Kassentische und Kassenstände haben uns international bekannt gemacht. Architektur, Gebäudemanagement und die Beschäftigung etwas Bleibendes zu gestalten lag uns immer im Blut hat und wird unser Leben gestaltet, lange im Team immer aber in Gedanken eines wirtschaftlichen Ergebnisses und unseres Lebenstraumes.

 

Seit 2015 beschäftigen wir uns im Hauptprojekt mit der Komplettprojektierung einer Flächengröße von etwas über 40.000 qm.

Hier lassen wir einen Gesundheitspark entstehen, den Vitalpark Bochum.

Mit großflächigen Angeboten werden verschiedene Angebote aus dem Gesundheitsbereich befriedigt.

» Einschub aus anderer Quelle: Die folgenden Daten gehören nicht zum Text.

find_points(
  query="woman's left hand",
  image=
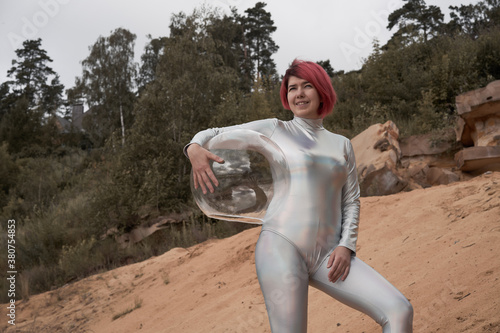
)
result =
(340, 263)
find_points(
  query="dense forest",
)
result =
(73, 189)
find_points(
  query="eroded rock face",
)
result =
(377, 156)
(479, 111)
(479, 126)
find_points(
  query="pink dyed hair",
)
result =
(316, 75)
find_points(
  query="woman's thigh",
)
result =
(369, 292)
(284, 282)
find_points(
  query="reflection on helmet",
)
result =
(253, 180)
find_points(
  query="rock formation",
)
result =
(377, 156)
(479, 129)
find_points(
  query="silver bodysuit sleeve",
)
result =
(350, 202)
(265, 126)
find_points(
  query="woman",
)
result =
(312, 241)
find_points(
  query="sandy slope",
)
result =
(440, 246)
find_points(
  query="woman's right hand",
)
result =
(202, 173)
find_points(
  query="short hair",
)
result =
(317, 76)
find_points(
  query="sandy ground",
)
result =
(440, 246)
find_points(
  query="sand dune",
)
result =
(440, 246)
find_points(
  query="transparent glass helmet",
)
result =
(253, 179)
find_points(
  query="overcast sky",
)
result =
(341, 31)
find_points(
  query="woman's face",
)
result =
(303, 98)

Sehr zeizvoll und aktuell einmalig ist die Umgestaltung einer ehemals industriell genutzten Gewerbeimmobilie zur Nutzung einer Dienstleistungsimmobilie. Aktuell werden ca. 3.500 qm umgebaut zu einer Tagespflege und zwei separaten Intensiv-Pflege-WG's. Der im Ergebnis komplette Neubau zeigt eine architektonische Leistung auf, die in dieser Form sicherlich einmalig ist. Die infrastrukturellen Vorteile wie 100 %ige Barrierefreiheit, optimale Verkehrsanbingung des öffentlichen Nahverkehrs und Indiviualverkehrs und die demoskopische Lage versetzt mit der besonderen Bauumsetzung eine bislang sehr interessante Möglichkeit der Nutzung und Wiederbelebung ehemals genutzter Gewerbeflächen. Mehrere Interessenten verfolgen dieses besondere Bauobjekt und verschiedene Anfragen zeigen ein entsprechendes Neugierde, da ein nachhaltiger Bedarf an einer solchen Nutzung besteht. In Bochum wird dadurch ein Vorzeigeobjekt für andere Orte entstehen.
Im Hinblick auf die Auszeichnung besonderer architektonischer Umsetzungen wird dieses Objekt begleitet und dann nach Fertigstellung entsprechenden Gremien vorgestellt.